The company said its solid financial performance in fiscal 2022 lays basis for profitable growth in key markets.
Volkswagen remains well-positioned for future growth although overall delivery numbers declined 7 percent to 8.3 million vehicles in 2022. Battery Electric Vehicles or BEV deliveries rose 26 percent in 2022, with further significant models to be released in 2023.
The company increased China BEV deliveries by 68 percent in 2022, with strong demand for its highly competitive, unrivalled e-model range.
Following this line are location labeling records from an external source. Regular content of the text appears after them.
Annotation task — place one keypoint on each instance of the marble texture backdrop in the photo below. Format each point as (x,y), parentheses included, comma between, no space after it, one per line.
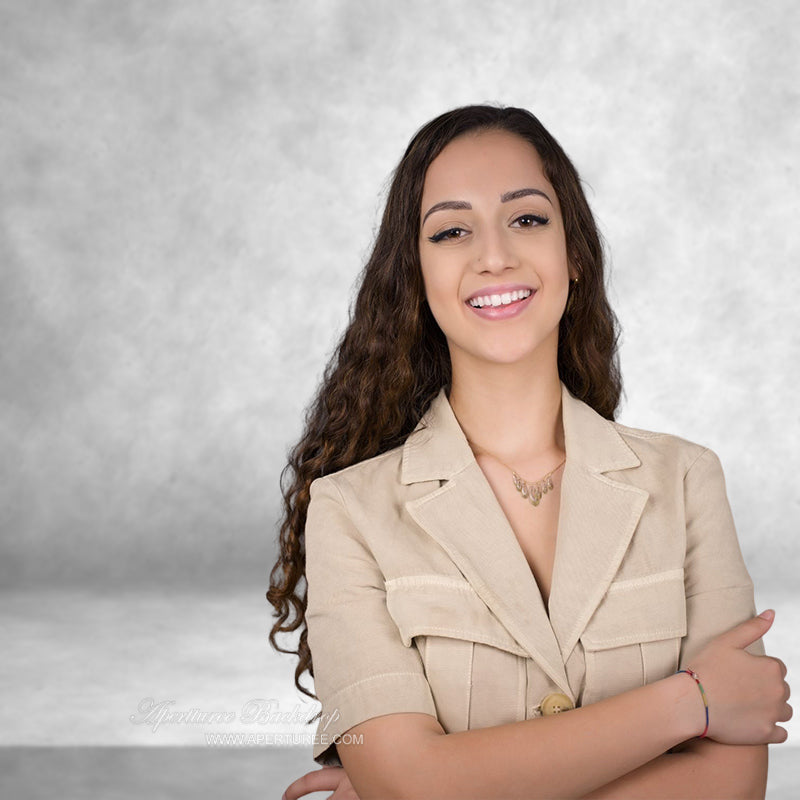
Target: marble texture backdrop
(189,190)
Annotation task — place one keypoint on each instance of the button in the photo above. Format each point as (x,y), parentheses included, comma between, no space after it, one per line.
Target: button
(555,704)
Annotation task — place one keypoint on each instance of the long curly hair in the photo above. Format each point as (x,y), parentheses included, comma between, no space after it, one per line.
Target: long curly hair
(393,359)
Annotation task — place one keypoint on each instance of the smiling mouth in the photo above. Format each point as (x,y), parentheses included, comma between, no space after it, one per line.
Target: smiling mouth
(496,300)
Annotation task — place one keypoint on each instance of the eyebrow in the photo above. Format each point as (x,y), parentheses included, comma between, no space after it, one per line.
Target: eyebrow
(462,205)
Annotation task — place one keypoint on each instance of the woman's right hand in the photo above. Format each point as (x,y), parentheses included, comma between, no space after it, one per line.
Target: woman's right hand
(747,695)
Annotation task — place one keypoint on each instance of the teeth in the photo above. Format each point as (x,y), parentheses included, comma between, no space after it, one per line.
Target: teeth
(503,299)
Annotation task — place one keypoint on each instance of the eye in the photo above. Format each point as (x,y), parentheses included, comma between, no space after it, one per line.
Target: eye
(530,220)
(450,233)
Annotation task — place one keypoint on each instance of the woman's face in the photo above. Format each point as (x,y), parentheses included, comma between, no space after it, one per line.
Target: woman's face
(492,250)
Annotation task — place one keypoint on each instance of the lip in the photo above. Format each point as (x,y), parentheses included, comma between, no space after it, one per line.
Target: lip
(500,288)
(501,312)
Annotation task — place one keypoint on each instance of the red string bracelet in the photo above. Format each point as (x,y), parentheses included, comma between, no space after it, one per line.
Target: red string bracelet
(696,678)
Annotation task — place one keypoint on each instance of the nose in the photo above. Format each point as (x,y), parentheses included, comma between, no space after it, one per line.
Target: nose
(495,253)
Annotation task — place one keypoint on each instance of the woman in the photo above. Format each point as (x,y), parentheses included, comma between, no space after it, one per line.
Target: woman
(483,546)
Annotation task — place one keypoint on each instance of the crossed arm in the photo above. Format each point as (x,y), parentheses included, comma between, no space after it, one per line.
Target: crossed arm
(616,748)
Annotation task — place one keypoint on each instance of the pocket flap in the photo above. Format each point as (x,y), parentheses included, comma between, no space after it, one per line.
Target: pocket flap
(644,609)
(435,605)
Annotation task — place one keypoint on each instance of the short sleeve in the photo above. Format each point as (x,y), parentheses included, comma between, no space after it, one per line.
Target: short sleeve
(719,591)
(362,669)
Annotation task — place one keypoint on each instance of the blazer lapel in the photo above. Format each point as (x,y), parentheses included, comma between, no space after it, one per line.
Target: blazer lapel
(464,517)
(598,517)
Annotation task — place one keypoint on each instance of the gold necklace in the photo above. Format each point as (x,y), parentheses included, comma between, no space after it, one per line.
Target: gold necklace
(530,490)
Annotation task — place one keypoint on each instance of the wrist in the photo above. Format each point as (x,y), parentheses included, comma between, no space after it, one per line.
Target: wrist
(688,713)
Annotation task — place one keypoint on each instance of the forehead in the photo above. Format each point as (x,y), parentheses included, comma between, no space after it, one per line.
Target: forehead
(489,162)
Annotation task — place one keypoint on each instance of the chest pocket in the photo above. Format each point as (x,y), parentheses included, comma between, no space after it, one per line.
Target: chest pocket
(634,636)
(475,668)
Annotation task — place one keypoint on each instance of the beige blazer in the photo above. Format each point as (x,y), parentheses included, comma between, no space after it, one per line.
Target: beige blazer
(421,599)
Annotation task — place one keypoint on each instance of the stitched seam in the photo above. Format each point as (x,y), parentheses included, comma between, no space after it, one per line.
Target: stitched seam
(689,468)
(620,640)
(443,581)
(646,580)
(375,678)
(748,586)
(460,633)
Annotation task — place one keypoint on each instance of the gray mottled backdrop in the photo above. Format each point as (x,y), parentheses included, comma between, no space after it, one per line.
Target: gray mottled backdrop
(188,190)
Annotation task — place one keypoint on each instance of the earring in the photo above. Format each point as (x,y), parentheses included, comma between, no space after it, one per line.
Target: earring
(573,288)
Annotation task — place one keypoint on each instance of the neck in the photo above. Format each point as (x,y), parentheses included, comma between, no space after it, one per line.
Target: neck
(512,412)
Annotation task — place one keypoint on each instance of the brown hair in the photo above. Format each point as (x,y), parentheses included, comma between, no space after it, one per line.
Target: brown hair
(393,359)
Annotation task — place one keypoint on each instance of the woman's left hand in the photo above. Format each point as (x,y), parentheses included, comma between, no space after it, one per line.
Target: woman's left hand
(322,780)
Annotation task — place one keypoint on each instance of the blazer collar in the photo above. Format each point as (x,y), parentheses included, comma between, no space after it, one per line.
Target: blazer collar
(598,515)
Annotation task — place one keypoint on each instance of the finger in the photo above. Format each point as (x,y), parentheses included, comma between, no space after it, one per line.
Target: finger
(319,780)
(750,630)
(781,665)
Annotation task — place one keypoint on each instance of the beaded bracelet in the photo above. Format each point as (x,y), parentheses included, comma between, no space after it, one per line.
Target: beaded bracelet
(696,678)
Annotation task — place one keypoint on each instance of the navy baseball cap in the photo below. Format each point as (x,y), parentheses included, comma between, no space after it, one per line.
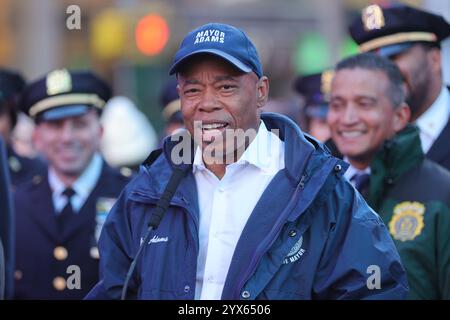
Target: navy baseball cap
(62,94)
(222,40)
(391,30)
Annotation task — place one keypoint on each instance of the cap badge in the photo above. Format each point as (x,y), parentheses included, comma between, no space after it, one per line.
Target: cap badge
(325,83)
(58,81)
(407,221)
(372,17)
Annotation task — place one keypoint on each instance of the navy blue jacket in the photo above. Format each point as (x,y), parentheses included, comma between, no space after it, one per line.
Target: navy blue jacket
(310,236)
(6,228)
(40,248)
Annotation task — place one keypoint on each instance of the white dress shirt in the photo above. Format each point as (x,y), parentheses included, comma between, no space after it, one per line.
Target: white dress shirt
(433,121)
(83,186)
(225,206)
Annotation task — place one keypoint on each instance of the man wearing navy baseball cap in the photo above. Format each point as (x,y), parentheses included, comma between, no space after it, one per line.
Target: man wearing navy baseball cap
(411,38)
(60,213)
(260,211)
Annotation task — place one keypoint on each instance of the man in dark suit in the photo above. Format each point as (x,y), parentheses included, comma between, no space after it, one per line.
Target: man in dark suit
(59,215)
(21,169)
(411,38)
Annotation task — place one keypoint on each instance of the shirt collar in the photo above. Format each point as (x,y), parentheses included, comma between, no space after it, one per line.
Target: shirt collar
(352,171)
(84,184)
(433,121)
(263,152)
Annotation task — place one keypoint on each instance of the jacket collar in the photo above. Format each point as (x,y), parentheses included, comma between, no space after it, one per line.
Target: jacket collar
(396,156)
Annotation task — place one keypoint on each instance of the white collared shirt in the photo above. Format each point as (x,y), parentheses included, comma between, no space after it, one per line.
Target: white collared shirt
(83,186)
(352,172)
(433,121)
(226,204)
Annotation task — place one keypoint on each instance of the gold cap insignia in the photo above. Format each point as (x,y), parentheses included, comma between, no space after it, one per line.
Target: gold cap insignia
(325,83)
(407,221)
(372,17)
(58,81)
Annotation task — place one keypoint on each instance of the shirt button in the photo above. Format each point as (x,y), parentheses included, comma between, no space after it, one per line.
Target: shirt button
(94,253)
(59,283)
(60,253)
(18,275)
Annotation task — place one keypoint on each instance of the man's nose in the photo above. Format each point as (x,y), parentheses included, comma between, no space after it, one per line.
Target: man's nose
(209,101)
(350,115)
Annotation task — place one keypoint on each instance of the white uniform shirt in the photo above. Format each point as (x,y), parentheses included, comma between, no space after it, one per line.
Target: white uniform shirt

Overall, BEV deliveries in US were up 18.8 percent to 44,200 units.
With a high order book of 1.8 million vehicles, the company expects supply chain bottlenecks to gradually ease in 2023.
Oliver Blume, Volkswagen Group's CEO, "We have set clear and ambitious targets and took necessary decisions to streamline processes in FY22. FY23 will be a decisive year for executing strategic goals and accelerating progress across the Group.""
Regarding its planned investment of 180 billion euros, the company noted that a major reason for the investment increase is the up to 15?billion euros ringfenced for the construction of cell factories by the battery start-up PowerCo and upfront expenditures for securing raw materials as part of the implementation of the battery strategy.
By 2030, PowerCo is expected to generate annual sales of more than 20 billion euros. Additionally, there will be ongoing investments in the last generation of combustion engines.
The company projects the peak in investment to be reached in 2025, after which it will continuously decline.